De wereldconferentie tegen racisme van Durban heeft voorts ondanks
alle perikelen een aantal conclusies opgeleverd waar veel mee gedaan
kan worden. Het is een dik boekwerk geworden, op basis waarvan elk
land een "Nationaal Actieplan" moet opstellen. Daar kunnen we nog
jaren mee voort. Overigens is dat maar goed ook, want waarschijnlijk
zal er niet snel weer een anti-racisme conferentie georganiseerd
worden.
Nationaal Platform tegen Racisme en Discriminatie
In april 2001 is door minister Van Boxtel het Nationaal Platform tegen
Racisme en Discriminatie (NPRD) ingesteld. In dit Platform zitten
personen van zeer verschillende achtergronden. A titre personnel, dat
wil zeggen zonder dat ze een organisatie vertegenwoordigen en van die
organisatie instructies moeten krijgen. Zo verschillend dat het
onmogelijk zal zijn dat iedereen het over alles wat aan de orde komt
eens zal zijn. Dat men met elkaar aan tafel zit is op zich echter een
goede ontwikkeling.
Het Platform heeft de taak gekregen ontwikkelingen op het gebied van
racisme en discriminatie te bespreken en initiatieven ter bestrijding
ervan op elkaar af te stemmen. Bovendien zal het NPRD aanbevelingen
doen voor het Nationaal Actieplan. Dat is een behoorlijke klus. Als
het NPRD in staat is met een gezamenlijke mening te komen over de
aanbevelingen zou dat een mooie prestatie zijn. Zo ver is het nog
niet, want het plan is nog volop in bespreking. Het zal in elk geval
een stevige discussie worden. Dat is goed. Verschillen van mening
moeten worden uitgesproken, tegen het licht gehouden en gerespecteerd
worden. Een discussie in het Platform zou wel eens een model kunnen
zijn voor andere fora.
Kijkend naar de conclusies van Durban zien we ook hier dat Nederland
er wat de wetgeving betreft redelijk goed voorstaat. Daar hoeft niet
heel veel meer aan te gebeuren. Het gaat er nu om of we op de een of
andere manier in staat zijn de samenleving zo te beïnvloeden dat men
zich realiseert dat discriminatie eigenlijk nergens op slaat. Dat we
leren accepteren dat mensen verschillend zijn en verschillend denken.

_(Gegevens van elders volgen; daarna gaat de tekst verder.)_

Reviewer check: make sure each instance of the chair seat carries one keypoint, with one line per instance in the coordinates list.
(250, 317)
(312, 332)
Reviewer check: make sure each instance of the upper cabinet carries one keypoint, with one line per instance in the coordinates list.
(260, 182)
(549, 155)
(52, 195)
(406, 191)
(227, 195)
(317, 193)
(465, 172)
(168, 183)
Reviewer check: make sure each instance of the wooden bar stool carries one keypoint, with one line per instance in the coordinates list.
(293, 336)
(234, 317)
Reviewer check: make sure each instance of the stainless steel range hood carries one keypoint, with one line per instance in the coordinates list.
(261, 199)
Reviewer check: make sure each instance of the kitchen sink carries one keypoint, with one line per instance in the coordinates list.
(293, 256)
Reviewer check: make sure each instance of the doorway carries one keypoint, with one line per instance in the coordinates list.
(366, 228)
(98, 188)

Dat we met zn allen toch in staat zijn een samen-leving te vormen.
Dat is nog ver weg. Een cultuur verander je niet zo gemakkelijk, ook
niet met heel veel beleid. In elk geval is men het binnen het NPRD het
over één ding hartgrondig eens: discriminatie is een aantasting van de
menselijke waardigheid. Daar moet aan gewerkt worden. Daarom wil het
NPRD zich in de komende tijd vooral gaan richten op de
maatschappelijke ontwikkelingen die in Nederland aan de gang zijn. Het
Platform denkt na over mogelijkheden om een dialoog te initiëren en te
stimuleren, rekening houdend met het veranderde maatschappelijk
klimaat. Er worden ideeën ontwikkeld voor een campagne om
discriminatie op verschillende plaatsen in de samenleving aan de orde
te stellen. Dus niet door een TV-spotje of advertenties in kranten,
maar door concrete activiteiten bijvoorbeeld op de werkvloer en door
in scholen duidelijk te maken wat discriminatie kan betekenen voor
mensen die daar het slachtoffer van zijn. Kennelijk zijn we ons daar
nog steeds niet voldoende van bewust. Bewustheid is de eerste stap.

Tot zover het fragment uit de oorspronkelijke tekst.